Dr Gordon Atherley holds the British equivalent of the Canadian PhD and MD degrees, and LLD, Honoris Causa, from Canada’s Simon Fraser University. His awards include Fellow of the Royal Society of Arts, UK. His medical specialties are occupational medicine and public health.
As first President and Chief Executive Officer of the Canadian Centre for Occupational Health and Safety, the Canadian equivalent of the US National Institute of Occupational Safety and Health, he led the creation of Canada’s electronic information service in occupational health and safety, now used in more than 40 countries.
In academia, he held senior, tenured, full-time positions, including departmental chair, in university faculties of physics, engineering, and medicine. He is the author of a textbook and numerous articles and publications.

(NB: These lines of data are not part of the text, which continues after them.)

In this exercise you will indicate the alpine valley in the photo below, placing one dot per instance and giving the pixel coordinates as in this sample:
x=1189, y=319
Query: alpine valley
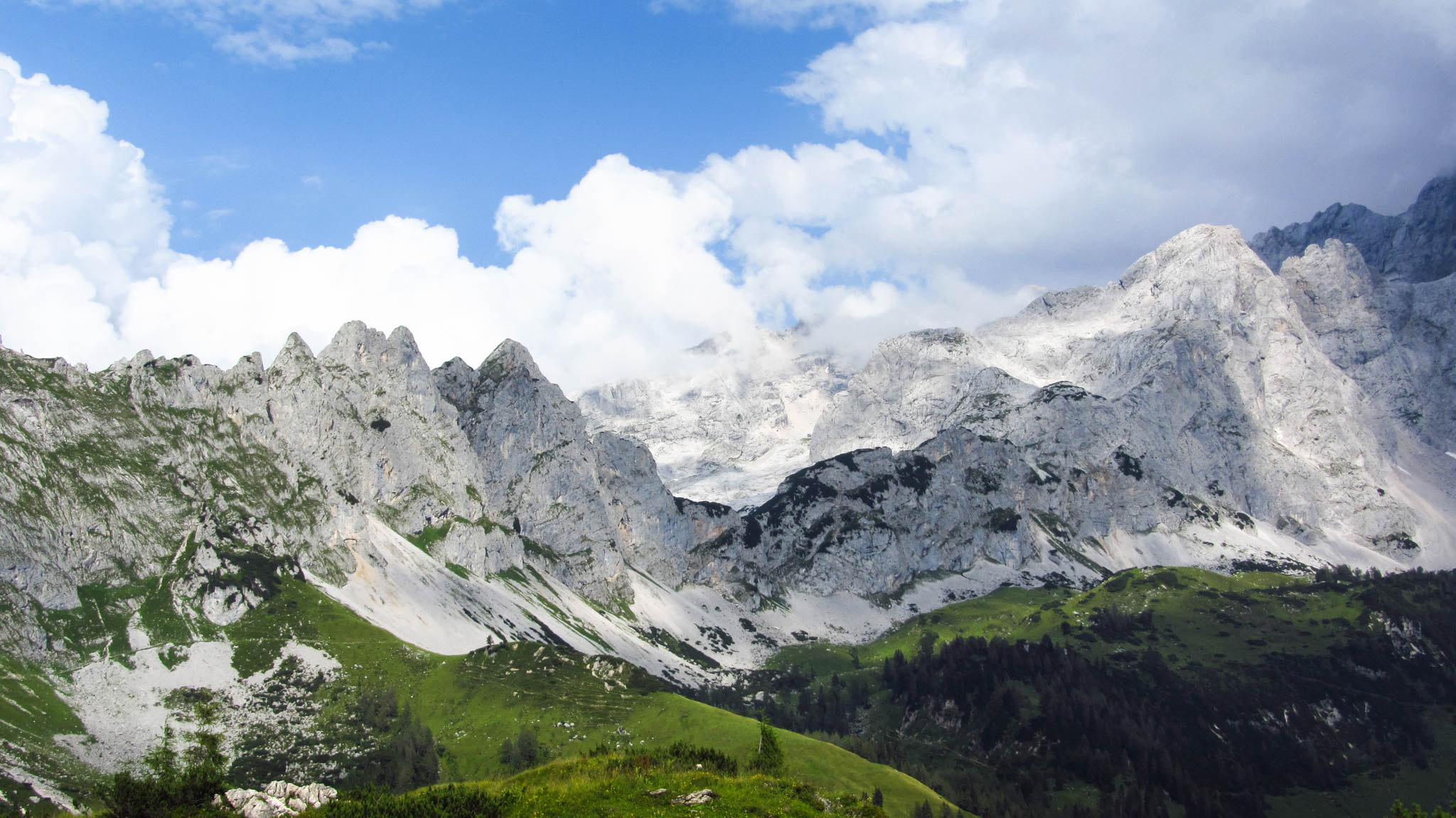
x=1171, y=547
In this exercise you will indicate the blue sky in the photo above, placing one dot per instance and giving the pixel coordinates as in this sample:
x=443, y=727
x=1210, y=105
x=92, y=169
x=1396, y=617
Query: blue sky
x=614, y=183
x=469, y=104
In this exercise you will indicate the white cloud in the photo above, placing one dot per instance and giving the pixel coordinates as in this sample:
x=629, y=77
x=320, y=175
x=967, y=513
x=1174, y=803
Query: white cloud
x=1059, y=140
x=1027, y=143
x=280, y=33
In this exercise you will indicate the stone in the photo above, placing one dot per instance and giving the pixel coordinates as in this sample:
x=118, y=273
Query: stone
x=695, y=798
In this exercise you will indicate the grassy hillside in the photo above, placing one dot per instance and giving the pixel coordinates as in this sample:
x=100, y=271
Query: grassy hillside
x=1161, y=691
x=475, y=702
x=1203, y=620
x=619, y=783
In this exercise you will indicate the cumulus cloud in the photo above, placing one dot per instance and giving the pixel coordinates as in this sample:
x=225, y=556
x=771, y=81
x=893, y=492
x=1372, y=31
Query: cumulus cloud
x=280, y=33
x=1059, y=140
x=614, y=280
x=982, y=149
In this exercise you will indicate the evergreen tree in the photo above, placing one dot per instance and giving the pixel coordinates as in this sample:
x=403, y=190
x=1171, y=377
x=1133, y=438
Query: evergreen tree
x=768, y=759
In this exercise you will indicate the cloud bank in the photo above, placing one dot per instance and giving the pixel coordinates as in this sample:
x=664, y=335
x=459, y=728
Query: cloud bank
x=611, y=281
x=983, y=147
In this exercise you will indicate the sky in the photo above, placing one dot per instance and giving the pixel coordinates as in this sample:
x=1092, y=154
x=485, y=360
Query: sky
x=614, y=183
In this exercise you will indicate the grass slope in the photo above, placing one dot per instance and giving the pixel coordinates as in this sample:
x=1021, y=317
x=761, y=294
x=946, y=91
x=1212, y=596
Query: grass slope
x=1265, y=637
x=618, y=785
x=478, y=701
x=1201, y=619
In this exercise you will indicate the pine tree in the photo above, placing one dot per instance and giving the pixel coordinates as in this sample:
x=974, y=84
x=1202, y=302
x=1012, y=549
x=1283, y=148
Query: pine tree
x=769, y=758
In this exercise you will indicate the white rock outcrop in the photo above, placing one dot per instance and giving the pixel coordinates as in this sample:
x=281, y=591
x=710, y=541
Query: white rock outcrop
x=279, y=798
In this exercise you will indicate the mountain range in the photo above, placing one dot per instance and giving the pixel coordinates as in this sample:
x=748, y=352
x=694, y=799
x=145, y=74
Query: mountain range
x=1286, y=402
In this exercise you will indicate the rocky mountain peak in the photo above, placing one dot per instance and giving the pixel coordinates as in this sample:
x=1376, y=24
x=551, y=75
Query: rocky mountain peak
x=1415, y=247
x=510, y=360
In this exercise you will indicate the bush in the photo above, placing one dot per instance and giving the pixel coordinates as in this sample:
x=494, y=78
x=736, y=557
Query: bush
x=768, y=759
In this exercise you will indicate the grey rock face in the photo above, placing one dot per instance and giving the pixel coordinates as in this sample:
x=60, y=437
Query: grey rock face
x=1201, y=401
x=730, y=426
x=1415, y=247
x=594, y=500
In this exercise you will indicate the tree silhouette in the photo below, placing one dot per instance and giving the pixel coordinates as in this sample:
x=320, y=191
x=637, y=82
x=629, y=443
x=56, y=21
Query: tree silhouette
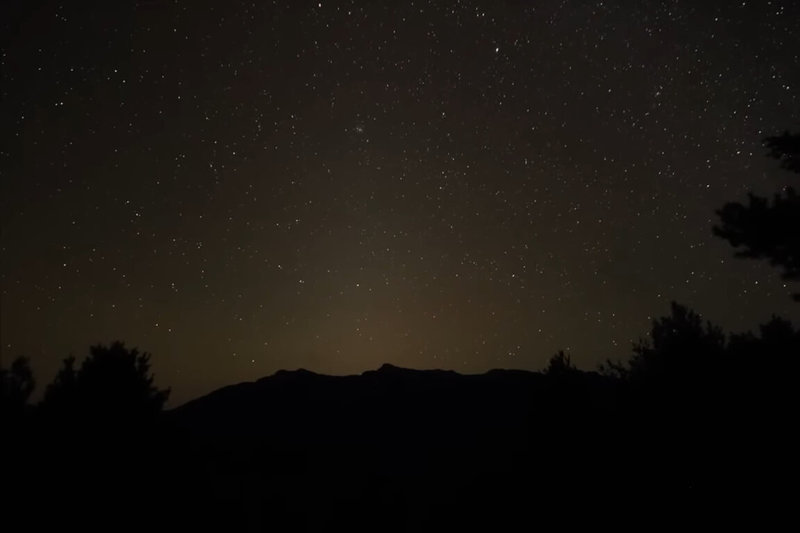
x=681, y=350
x=16, y=386
x=113, y=383
x=764, y=230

Since retiring from medical practice, he’s built up Greyhead Associates, which critically researches the safety, effectiveness and fairness of health services for persons with special needs.
Through Virtual Care International, a company of which he’s President, he’s involved in providing sensible technology to family caregivers to help them with their responsibilities, workloads, and concerns.
Now an activist, he urges family caregivers to unite because, more and more, it’s not just their families who depend on them, it’s also the healthcare system as a whole, as it struggles to meet more and more needs of more and more people.